Avant d'entamer une chronique probablement assez rapide, il nous fallait préciser que nos lectures nous portent assez régulièrement vers ces genres que l'on désigne aujourd'hui bien souvent par les termes que voici : roman dystopique, post-apocalyptique (souvent désigné par son apocope de "post-apo"), parfois "anticipation" - qui a un peu vieilli mais que nous trouvions pourtant à notre goût -, plus rarement encore "contre-utopie", qui implique bien souvent une part non négligeable de descriptions et d'explications savantes, philosophiques, politiques d'où la part romanesque est généralement évincée ; de toute manière, ce genre qui fit les beaux jours des rayons des libraires de la fin du XIXè et du début du siècle précédent ne fait plus guère recette aujourd'hui. L'un des plus récent et parmi les plus remarquable est bien évidemment le fulgurant roman de l'américain Cormac Mc Carthy, La route qui, sans jamais faire dans la démonstration ni l'étude de thème fastidieux, est d'une puissance colossale, servi par un style souvent bref mais d'une étrange et souvent violente poésie. Mais il en existe bien d'autres.

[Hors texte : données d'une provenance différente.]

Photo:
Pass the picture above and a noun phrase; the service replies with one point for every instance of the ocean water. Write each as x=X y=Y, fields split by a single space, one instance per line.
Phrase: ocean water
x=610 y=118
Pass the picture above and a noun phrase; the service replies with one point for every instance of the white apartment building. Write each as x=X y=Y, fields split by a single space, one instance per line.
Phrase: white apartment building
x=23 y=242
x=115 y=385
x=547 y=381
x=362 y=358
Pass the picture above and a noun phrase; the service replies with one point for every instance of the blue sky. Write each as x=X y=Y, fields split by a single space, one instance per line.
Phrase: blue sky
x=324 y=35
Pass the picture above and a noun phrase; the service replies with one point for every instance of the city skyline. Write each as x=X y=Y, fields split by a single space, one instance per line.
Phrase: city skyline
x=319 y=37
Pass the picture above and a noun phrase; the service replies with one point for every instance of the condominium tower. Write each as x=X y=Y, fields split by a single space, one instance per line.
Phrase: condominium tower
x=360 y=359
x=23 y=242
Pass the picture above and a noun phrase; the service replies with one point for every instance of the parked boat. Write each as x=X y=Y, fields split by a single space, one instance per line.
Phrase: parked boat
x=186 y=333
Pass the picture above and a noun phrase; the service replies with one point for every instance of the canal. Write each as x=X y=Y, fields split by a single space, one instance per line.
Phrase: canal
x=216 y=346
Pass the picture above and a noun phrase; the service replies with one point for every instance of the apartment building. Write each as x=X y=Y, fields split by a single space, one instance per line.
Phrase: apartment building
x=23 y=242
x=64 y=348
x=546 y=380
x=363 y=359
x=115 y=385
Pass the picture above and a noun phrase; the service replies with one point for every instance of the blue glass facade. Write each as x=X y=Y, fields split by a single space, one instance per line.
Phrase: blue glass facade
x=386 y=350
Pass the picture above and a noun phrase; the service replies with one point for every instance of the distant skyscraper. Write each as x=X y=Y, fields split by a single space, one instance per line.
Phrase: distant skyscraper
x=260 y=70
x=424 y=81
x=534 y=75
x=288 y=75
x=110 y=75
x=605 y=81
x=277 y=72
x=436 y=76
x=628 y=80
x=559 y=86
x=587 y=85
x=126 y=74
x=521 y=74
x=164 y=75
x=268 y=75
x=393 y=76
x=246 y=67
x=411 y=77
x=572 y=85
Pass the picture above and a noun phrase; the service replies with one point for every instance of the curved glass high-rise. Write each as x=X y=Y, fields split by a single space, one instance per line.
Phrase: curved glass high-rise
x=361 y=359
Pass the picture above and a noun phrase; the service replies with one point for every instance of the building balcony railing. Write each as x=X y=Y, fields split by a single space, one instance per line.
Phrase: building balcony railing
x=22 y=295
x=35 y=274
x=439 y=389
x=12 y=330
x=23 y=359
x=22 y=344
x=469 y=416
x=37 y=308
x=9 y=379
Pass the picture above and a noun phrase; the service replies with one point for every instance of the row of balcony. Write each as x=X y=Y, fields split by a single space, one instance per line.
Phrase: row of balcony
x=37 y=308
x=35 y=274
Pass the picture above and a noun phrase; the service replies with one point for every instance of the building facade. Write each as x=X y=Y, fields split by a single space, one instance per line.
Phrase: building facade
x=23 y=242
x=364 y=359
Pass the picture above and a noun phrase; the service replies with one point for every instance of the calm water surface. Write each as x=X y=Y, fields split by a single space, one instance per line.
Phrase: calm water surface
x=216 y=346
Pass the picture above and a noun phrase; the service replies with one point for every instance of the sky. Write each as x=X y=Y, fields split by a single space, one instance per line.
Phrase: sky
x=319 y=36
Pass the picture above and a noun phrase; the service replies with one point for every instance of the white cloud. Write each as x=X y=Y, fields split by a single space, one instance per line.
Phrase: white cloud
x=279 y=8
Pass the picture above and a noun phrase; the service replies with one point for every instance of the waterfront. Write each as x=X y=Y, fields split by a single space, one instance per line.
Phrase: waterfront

Hélas, c'est un peu tout l'inverse ici. Reprenons depuis le début :
Nous sommes dans pas bien longtemps (fin 2022 pour être exact). "Cela" débute par un simple ouragan un peu plus fort que les autres, un peu plus destructeur et surtout atteignant la région la plus riche du globe : les côtes de la Californie. Jusque-là, rien que de très malheureusement (de plus en plus) commun. Sauf que... Sauf que l'effondrement tant craint (espéré ?) par certains, à commencer par ceux que l'on nomme désormais de ce néologisme plutôt bien trouvé, les collapsologues, est déjà en cours : les sommes à rembourser sont tellement faramineuses, les dégâts tellement incroyables, que le marché, jusque-là bon prince, les sociétés d'assurance, véritables hydres financières modernes, ne peuvent s'en sortir. Au Noël de cette annus horribilis, il est désormais clair que le système n'est plus assez résilient pour s'en sortir, malgré toutes les "réunions au sommet" de rigueur. Par effet domino, c'est l'ensemble des secteurs économiques puis sociaux et politiques qui vont être touchés, d'abord aux USA puis sur toute la planète, pour ne plus jamais pouvoir faire machine arrière.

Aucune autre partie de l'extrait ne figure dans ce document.